Importance Of Understanding the Science of Desire
Many people are experiencing issues with desire. It may be with their partners or themselves. Most of the time, the focus is always on adding more rather than taking away. Not everything requires one to add something so that you get the pleasure you desire. Most times, it is always great if you try subtracting, and you will see that it brings an advantage to your bedroom activities and desires.
It is always great if you try removing the brakes rather than adding gas. It will surprisingly be more effective.

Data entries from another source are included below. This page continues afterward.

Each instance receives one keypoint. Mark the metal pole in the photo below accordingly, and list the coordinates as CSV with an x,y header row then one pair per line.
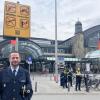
x,y
29,68
56,44
16,46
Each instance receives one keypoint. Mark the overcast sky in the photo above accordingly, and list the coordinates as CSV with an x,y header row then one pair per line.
x,y
69,11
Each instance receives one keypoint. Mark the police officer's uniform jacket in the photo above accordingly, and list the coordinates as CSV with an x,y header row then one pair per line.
x,y
11,87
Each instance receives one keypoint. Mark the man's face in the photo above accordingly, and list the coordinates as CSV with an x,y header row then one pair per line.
x,y
14,59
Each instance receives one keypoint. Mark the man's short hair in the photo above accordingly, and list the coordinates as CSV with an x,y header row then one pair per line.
x,y
14,52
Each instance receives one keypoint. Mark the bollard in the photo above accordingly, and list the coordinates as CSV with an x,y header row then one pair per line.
x,y
33,77
68,87
35,86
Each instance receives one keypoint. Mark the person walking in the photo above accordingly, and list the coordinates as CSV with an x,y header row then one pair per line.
x,y
78,79
15,83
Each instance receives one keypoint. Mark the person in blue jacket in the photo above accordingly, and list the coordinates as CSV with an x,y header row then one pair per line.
x,y
15,83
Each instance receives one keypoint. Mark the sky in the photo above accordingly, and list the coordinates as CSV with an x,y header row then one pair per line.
x,y
68,13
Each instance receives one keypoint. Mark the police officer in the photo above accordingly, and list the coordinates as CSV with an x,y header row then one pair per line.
x,y
15,83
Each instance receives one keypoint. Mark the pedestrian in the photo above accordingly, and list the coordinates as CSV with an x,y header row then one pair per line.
x,y
78,79
65,77
15,83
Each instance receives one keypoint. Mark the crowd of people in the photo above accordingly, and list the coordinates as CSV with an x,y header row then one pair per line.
x,y
70,78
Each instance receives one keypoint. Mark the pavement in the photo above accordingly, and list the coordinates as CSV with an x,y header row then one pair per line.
x,y
44,84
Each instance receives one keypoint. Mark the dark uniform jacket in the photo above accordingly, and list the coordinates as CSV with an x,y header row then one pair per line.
x,y
11,87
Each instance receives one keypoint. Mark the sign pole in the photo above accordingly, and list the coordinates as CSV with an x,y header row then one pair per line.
x,y
16,46
56,45
29,68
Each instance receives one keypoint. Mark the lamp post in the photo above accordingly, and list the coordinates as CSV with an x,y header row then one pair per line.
x,y
56,45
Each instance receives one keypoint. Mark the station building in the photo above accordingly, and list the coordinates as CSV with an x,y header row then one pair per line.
x,y
42,51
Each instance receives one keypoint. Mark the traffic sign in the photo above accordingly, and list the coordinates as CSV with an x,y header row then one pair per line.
x,y
16,20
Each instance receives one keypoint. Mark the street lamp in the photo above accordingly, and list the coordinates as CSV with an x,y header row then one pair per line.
x,y
56,45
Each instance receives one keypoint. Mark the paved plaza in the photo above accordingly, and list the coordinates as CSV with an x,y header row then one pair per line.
x,y
45,88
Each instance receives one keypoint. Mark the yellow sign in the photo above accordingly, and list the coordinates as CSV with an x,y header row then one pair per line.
x,y
16,20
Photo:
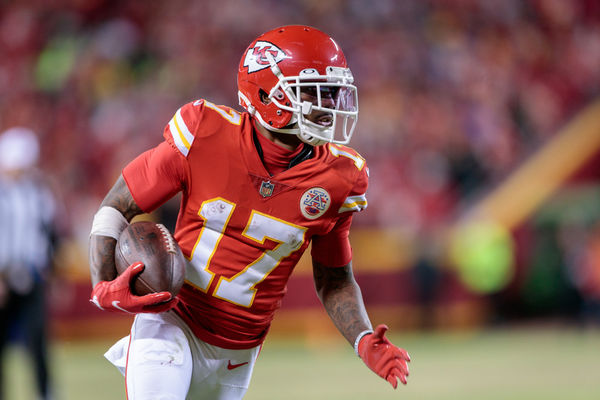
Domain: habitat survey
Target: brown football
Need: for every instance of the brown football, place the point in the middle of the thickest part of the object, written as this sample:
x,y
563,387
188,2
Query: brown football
x,y
153,245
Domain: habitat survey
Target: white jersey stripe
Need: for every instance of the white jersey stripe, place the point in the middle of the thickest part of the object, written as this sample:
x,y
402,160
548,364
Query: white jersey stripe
x,y
354,203
177,138
182,136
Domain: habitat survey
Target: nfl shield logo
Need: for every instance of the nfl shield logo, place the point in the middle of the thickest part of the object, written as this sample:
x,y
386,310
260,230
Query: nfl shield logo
x,y
266,189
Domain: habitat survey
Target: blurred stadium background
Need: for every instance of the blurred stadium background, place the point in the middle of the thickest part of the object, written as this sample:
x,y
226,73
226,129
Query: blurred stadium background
x,y
479,120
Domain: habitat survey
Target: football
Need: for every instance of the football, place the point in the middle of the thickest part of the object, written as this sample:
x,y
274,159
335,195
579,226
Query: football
x,y
153,245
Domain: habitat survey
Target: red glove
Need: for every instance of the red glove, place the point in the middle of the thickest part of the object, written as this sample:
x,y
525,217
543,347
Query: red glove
x,y
383,358
116,295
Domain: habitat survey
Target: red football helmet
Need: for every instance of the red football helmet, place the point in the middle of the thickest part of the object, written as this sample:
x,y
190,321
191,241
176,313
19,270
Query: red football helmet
x,y
283,63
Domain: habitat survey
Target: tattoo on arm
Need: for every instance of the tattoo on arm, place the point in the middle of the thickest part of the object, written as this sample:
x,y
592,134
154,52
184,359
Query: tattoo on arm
x,y
342,299
102,248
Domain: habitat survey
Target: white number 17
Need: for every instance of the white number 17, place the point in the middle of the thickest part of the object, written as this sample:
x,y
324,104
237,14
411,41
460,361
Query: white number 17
x,y
241,288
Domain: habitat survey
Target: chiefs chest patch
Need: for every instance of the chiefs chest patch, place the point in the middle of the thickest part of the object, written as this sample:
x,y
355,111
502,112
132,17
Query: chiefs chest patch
x,y
314,202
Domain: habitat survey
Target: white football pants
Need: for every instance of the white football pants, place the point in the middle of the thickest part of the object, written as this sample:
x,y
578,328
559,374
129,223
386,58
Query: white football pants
x,y
163,360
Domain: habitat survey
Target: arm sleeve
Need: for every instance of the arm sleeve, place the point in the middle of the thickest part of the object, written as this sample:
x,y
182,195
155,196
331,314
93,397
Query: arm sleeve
x,y
156,175
333,249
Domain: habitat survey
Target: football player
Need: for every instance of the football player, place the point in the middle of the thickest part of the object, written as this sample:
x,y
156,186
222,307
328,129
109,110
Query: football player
x,y
257,187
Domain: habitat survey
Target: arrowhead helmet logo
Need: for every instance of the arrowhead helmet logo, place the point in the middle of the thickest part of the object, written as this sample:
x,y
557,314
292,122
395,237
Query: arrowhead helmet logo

Anytime you feel like your desire is taking a toll or going downhill, take some time and think about what makes you feel that way. Get to know the barriers and blocks hindering you from getting pleasure. Most times, not adding the sexy costumes but taking them away will do the trick.
Conclusion
When you feel overwhelmed, the best thing to do is to subtract the activities you think are a hindrance to the bedroom. Most of the time, we think of adding; at times, it may work, but subtracting can do a lot more. The natural thought of always adding things sometimes hinders fun activities and offers no efficient solutions. Sometimes for progress to happen, you need to take something away from your life. When it comes to desire and feeling overwhelmed, try subtracting something, which may work to your advantage.
References
El Kazdouh, H., El-Ammari, A., Bouftini, S., El Fakir, S., & El Achhab, Y. (2019). Perceptions and intervention preferences of Moroccan adolescents, parents, and teachers regarding risks and protective factors for risky sexual behaviors leading to sexually transmitted infections in adolescents: qualitative findings. Reproductive Health, 16(1), 1-17.
McCarthy, B., & McCarthy, E. (2013). Rekindling desire. Routledge.
Moccia, L., Mazza, M., Nicola, M. D., & Janiri, L. (2018). The experience of pleasure: a perspective between neuroscience and psychoanalysis. Frontiers in human neuroscience, 12, 359.
Aborisade, R. A. (2022). Image-based sexual abuse in a culturally conservative Nigerian society: Female victims’ narratives of psychosocial costs. Sexuality research and social policy, 19(1), 220-232.